The physics system in Drift’n’Drive is fast and loose, and feels decidedly more modern than the visuals and presentation would have you believe. It reminds me a lot of the Reckless Racing series. In fact, I described this game on our podcast this week as Reckless Racing meets Super Sprint meets Spy Hunter. It’s a fantastic combination. I also love how as the Career mode progresses there are more and more AI opponents to race against. Towards the end it becomes a massive mess of vehicles, adding to the fun and mayhem.
Speaking of that Career mode, the way you earn medals in it is very cool. There’s the standard come in 1st/2nd/3rd for gold/silver/bronze, but if you win a race three times in a row you can actually win a Platinum medal. Going one step further, if you win seven times in a row, you can earn the top medal, which the game calls the Raritarium medal. Having to win so many consecutive races in a row can be stressful, in a good way, because the closer you get the more scary it becomes to blow it on one little mistake. Since races happen so quickly, it never feels tedious to have to win so many in a row or retry many times over in search of that Raritarium medal. Also, as you move on in the Career mode, the number of consecutive wins you need for that medal increase. It’s tense stuff, folks.

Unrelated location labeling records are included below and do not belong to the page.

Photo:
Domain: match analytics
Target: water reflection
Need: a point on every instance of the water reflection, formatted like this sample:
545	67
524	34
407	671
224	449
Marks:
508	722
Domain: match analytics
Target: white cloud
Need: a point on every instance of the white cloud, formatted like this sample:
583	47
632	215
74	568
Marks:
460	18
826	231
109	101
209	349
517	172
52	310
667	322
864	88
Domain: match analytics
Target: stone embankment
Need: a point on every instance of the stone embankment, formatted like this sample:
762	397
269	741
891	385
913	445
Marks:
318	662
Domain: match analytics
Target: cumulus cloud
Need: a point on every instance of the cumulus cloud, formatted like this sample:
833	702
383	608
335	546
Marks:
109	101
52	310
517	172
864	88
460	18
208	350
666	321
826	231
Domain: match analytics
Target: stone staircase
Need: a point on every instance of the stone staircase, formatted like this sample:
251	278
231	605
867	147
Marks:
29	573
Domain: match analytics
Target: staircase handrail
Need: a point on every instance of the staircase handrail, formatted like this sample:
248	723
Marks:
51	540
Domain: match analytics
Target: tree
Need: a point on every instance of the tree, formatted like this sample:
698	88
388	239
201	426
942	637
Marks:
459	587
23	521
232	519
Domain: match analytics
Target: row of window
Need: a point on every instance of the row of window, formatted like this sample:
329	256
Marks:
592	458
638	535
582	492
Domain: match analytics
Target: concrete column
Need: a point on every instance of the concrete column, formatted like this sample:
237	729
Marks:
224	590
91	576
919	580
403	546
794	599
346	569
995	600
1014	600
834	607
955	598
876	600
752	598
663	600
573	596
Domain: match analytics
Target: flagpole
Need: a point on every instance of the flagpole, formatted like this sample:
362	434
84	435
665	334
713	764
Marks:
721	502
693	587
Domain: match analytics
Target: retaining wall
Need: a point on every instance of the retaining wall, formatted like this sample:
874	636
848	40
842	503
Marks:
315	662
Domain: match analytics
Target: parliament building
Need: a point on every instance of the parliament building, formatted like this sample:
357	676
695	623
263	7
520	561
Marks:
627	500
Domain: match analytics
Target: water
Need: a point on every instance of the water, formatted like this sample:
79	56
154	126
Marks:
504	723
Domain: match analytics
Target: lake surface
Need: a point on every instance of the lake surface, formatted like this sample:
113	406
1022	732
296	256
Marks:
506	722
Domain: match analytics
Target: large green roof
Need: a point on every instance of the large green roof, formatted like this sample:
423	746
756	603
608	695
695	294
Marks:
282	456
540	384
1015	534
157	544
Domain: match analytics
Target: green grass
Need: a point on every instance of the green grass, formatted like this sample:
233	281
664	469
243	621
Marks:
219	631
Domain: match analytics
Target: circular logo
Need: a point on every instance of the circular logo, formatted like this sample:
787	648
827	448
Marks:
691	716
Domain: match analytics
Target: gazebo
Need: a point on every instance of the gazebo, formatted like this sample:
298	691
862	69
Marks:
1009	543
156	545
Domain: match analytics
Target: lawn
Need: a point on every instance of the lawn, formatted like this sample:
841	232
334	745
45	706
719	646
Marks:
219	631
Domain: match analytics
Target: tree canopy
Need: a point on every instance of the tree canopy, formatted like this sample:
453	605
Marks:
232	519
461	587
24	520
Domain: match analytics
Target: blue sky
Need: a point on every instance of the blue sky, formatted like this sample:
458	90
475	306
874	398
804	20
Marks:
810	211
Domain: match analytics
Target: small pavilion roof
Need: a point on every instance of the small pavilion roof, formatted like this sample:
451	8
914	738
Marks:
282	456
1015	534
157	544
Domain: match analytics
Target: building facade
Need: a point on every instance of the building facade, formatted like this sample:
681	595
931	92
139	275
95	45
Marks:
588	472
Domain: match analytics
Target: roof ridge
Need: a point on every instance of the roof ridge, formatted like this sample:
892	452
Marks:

There’s all sorts of other little touches that make Drift’n’Drive such an exceptional little game. The randomized nature of the tracks. The fact that hazards like cones and tires that line the tracks each have their own physics built in, so they provide a more dynamic challenge. And to top it all off, I haven’t even touched on the excellent upgrading system that features new parts for your vehicle that have both positive and negative effects, forcing you to make strategic choices on how to upgrade rather than simply buying the next thing in line.
It’s all very awesome, so if you happened to see Drift’n’Drive launch earlier this week and didn’t think much of it based off of its basic, retro visuals, be sure to give it a second look as it quickly became my favorite iPhone game of the moment.